The Yemeni military launched a three-pronged offensive in December to recapture the rebel-held capital, Sanaa, with backing from the Arab coalition.
The Iran-backed rebels hijacked the capital in 2015. The UAE, as part of the Saudi-led coalition, intervened on behalf of the internationally-recognised government of Abdrabu Mansur Hadi to restore Yemen’s legitimacy.
Meanwhile, the military has continued to make significant gains in Al Barah junction west of Taez and has seized control of several major routes in the southwest, UAE state news agency, Wam reported.
The military manoeuvre came at a critical point as Houthi militias were beginning to entrench themselves in Hodeidah and secure supply routes from the rebel-held north.

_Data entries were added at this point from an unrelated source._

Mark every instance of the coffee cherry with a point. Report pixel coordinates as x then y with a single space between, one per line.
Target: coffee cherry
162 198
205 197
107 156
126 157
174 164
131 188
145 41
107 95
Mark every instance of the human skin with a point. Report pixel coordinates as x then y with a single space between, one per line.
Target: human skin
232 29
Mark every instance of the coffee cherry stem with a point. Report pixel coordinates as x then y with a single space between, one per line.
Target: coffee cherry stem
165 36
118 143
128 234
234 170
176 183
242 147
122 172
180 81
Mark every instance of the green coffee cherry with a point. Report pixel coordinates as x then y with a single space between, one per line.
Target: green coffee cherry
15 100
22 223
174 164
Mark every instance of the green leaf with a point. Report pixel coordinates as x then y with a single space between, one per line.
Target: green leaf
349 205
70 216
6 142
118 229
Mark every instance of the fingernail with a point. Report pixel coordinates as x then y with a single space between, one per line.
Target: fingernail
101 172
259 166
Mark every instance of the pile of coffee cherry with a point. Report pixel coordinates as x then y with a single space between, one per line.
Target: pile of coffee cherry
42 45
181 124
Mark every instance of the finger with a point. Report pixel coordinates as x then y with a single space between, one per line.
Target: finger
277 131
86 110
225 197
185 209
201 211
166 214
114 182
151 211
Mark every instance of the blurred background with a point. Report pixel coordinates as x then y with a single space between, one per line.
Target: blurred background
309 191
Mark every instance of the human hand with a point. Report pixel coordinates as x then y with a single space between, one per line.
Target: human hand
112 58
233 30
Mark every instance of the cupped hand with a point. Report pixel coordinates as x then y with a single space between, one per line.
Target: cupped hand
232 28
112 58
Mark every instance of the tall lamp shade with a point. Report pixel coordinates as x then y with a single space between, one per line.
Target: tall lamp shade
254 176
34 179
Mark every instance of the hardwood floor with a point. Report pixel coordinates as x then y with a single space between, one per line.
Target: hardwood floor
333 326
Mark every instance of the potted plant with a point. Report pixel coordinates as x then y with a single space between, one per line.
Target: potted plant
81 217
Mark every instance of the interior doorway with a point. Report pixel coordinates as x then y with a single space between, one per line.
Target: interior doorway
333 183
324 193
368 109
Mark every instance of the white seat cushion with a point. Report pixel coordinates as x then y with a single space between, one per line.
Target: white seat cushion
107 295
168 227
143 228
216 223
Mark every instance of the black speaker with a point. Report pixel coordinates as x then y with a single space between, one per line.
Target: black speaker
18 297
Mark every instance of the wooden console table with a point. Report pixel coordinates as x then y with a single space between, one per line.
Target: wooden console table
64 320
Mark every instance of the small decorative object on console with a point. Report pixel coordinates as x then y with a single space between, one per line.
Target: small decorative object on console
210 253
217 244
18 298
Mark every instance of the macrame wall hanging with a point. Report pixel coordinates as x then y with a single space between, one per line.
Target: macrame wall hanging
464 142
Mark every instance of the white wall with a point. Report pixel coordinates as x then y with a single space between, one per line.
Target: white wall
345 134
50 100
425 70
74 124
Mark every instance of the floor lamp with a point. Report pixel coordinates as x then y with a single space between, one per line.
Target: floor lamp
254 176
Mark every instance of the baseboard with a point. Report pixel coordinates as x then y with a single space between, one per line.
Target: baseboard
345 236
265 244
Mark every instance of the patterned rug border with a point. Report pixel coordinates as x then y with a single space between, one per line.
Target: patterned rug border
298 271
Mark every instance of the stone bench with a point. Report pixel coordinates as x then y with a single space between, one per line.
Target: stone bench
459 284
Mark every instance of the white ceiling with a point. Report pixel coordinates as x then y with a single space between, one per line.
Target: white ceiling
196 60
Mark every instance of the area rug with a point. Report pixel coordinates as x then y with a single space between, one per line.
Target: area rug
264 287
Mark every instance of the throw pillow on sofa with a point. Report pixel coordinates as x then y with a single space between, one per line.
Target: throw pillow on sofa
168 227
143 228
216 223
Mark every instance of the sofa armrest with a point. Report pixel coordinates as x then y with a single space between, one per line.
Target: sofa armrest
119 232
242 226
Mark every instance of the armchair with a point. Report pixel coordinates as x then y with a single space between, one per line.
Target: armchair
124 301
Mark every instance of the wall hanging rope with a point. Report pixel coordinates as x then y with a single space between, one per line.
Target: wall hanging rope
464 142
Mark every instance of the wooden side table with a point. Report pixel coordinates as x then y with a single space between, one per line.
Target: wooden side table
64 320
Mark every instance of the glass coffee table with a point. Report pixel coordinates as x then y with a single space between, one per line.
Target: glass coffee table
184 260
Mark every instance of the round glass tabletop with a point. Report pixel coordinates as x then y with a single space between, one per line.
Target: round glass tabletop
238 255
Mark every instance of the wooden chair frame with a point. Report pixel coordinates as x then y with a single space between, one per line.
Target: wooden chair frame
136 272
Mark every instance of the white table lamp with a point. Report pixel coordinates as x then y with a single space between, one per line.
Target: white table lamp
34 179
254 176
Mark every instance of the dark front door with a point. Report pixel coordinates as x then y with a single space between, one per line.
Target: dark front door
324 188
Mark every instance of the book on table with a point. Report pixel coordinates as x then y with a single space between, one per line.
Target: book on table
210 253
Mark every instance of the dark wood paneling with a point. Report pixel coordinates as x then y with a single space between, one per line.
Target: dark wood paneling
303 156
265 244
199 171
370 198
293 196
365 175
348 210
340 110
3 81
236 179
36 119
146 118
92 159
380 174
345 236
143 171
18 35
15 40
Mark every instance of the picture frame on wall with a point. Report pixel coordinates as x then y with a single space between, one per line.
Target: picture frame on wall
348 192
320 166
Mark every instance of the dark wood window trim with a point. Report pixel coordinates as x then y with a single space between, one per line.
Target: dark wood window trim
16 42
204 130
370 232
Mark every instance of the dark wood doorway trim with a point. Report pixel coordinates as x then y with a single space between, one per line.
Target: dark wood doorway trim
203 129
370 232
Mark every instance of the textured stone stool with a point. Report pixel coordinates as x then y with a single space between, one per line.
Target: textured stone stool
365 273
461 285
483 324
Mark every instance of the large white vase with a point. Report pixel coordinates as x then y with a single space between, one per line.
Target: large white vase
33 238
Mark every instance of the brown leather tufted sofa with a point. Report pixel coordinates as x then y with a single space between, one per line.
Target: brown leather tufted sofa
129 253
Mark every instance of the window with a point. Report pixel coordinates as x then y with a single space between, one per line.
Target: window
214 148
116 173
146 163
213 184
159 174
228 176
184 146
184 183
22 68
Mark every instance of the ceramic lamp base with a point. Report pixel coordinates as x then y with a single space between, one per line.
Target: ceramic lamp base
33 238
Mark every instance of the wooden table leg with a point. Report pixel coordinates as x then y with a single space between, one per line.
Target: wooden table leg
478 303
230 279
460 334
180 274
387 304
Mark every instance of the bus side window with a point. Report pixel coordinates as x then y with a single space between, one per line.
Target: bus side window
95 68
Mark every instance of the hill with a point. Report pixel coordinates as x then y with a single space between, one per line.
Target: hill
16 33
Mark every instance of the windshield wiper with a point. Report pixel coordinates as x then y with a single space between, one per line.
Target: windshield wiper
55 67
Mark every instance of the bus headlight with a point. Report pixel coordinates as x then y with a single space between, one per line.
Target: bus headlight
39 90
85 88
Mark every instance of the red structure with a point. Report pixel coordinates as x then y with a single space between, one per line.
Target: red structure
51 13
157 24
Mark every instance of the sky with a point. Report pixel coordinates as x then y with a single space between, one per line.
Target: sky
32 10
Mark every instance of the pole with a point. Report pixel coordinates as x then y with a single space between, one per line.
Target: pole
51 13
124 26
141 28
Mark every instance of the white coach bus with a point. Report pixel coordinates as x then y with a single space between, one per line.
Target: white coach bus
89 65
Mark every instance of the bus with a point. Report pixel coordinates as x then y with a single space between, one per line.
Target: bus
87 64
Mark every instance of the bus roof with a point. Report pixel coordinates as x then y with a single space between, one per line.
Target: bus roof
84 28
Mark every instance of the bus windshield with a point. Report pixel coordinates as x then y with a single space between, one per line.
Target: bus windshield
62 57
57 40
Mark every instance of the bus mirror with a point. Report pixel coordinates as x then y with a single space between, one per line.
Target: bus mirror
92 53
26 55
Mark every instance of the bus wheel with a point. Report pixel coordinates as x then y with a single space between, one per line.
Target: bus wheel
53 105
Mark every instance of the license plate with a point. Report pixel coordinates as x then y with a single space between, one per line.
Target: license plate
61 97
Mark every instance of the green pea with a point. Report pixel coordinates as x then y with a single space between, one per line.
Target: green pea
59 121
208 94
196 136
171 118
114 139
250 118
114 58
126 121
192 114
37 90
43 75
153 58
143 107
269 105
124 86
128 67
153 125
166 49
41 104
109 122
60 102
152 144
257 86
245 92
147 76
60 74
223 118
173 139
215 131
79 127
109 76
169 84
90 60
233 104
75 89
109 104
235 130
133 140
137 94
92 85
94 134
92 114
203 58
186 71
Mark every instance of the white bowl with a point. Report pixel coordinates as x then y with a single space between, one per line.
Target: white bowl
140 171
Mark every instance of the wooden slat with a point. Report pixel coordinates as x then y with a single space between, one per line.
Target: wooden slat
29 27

Earlier this week, Saudi Arabia's air force announced it had killed 38 Houthi militias in a series of air strikes on rebel-held territories, including an operation which levelled the presidential palace in the capital.
The rebels have launched ballistic missiles, believed to be Iranian made, on Riyadh, targeting civilian areas.
The recent military escalation is making the job of peace envoy more difficult for Martin Griffiths, who was appointed UN special envoy to Yemen in January to navigate a political peace plan. Increased violence could take peace "off the table," Mr Griffiths recently told the Security Council.
Last month, the Arab Coalition killed Saleh Al Sammad, the second-in-command, of the Houthi forces.